Correlate with all phenotypes:
https://genenetwork.org/api/v2/Mus_musculus/BXD/HC_M2_0606_P/1439845_at/correlations?method=spearmann&dataset=phenotypes&n_results=10
[API v1]: # https://genenetwork.org/api/v_pre1/correlation?trait_id=1447955_at&db=HC_M2_0606_P&target_db=BXDPublish&type=sample&method=spearman&return=10 [Error]: # This returns 500 results.
[
{
"#_strains": 7,
"p_value": 0.0025194724037946874,
"sample_r": 0.9285714285714288,
"trait": "12562"
},
{
"#_strains": 13,
"p_value": 2.4445741031329683e-05,
"sample_r": 0.9023392305243964,
"trait": "12889"
},
{
"#_strains": 7,
"p_value": 0.01369732661532562,
"sample_r": -0.8571428571428573,
"trait": "19087"
},
{
"#_strains": 13,
"p_value": 0.00039102596905431295,
"sample_r": 0.8342668763658431,
"trait": "20884"
},
{
"#_strains": 8,
"p_value": 0.01017554012345675,
"sample_r": -0.8333333333333335,
"trait": "10409"
},
{
"#_strains": 8,
"p_value": 0.01017554012345675,
"sample_r": -0.8333333333333335,
"trait": "10410"
},
{
"#_strains": 6,
"p_value": 0.04156268221574334,
"sample_r": 0.8285714285714287,
"trait": "20393"
},
{
"#_strains": 6,
"p_value": 0.04156268221574334,
"sample_r": -0.8285714285714287,
"trait": "20595"
},
{
"#_strains": 10,
"p_value": 0.0038149200825507135,
"sample_r": -0.8181818181818182,
"trait": "16177"
},
{
"#_strains": 15,
"p_value": 0.000219365827727102,
"sample_r": 0.8142857142857142,
"trait": "27198"
}
]
It is not necessary to specify the target at any level above dataset as correlations can only be performed within a population.
Correlate with a specific trait:
https://genenetwork.org/api/v2/Mus_musculus/BXD/HC_M2_0606_P/1439845_at/correlations?method=pearson&dataset=HC_M2_0606_P&traits=1415751_at,1447955_at
Here, we have correlated against the two other Hs1bp3 probesets, which are specified by a comma-delimited list of trait IDs.
Correlation across different datasets would be achieved by multiple API calls.
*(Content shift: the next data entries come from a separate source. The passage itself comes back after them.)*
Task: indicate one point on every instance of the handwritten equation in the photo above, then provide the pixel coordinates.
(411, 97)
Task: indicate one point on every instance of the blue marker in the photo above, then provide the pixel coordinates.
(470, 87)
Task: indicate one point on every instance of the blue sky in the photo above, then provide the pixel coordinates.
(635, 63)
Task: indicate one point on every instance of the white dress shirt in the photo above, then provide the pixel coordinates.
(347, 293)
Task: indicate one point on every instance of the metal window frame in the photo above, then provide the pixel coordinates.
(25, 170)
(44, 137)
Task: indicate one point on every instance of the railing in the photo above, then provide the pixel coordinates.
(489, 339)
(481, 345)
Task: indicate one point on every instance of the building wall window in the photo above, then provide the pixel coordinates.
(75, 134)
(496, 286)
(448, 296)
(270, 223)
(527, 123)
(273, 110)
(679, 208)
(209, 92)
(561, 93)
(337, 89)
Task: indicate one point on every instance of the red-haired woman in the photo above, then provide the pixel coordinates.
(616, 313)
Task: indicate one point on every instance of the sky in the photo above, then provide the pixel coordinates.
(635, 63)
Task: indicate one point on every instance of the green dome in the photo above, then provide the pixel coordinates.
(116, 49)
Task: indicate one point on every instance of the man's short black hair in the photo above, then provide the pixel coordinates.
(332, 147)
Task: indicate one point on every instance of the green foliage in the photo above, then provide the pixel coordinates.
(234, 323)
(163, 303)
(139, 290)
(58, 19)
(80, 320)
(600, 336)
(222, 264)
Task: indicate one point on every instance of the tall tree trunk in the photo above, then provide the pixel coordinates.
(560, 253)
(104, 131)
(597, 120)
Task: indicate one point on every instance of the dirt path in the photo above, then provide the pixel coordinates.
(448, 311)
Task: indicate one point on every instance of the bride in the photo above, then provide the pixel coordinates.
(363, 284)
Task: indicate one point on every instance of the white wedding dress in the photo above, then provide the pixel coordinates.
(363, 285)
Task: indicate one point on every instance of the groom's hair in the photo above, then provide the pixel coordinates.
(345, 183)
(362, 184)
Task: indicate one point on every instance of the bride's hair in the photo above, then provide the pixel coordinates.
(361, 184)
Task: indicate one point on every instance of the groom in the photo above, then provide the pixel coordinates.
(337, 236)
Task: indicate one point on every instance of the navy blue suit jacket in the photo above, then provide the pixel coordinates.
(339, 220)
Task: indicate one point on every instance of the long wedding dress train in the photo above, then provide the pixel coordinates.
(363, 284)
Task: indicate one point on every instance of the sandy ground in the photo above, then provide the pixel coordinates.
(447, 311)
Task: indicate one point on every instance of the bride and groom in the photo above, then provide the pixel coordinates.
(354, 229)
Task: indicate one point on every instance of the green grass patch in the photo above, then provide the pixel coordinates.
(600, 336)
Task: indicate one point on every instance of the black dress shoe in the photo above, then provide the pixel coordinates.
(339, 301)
Although there may be a way to line up a series of calls and have them run as a batch (I presume more complicated queries like this would be done via a POST interface though).
More advanced searches could allow restricting the search to certain fields:
https://genenetwork.org/api/v2/Mus_musculus/BXD/datasets?search&type=transcript&tag=hippocampus
I would support using tags to associate keywords with items at all levels.
Here, the search
parameter was left empty as we are looking for a phrase in a particular field.
If all parameters are empty, this should not fail but return the same as the datasets
query without the parameters (i.e. return a listing of all available datasets).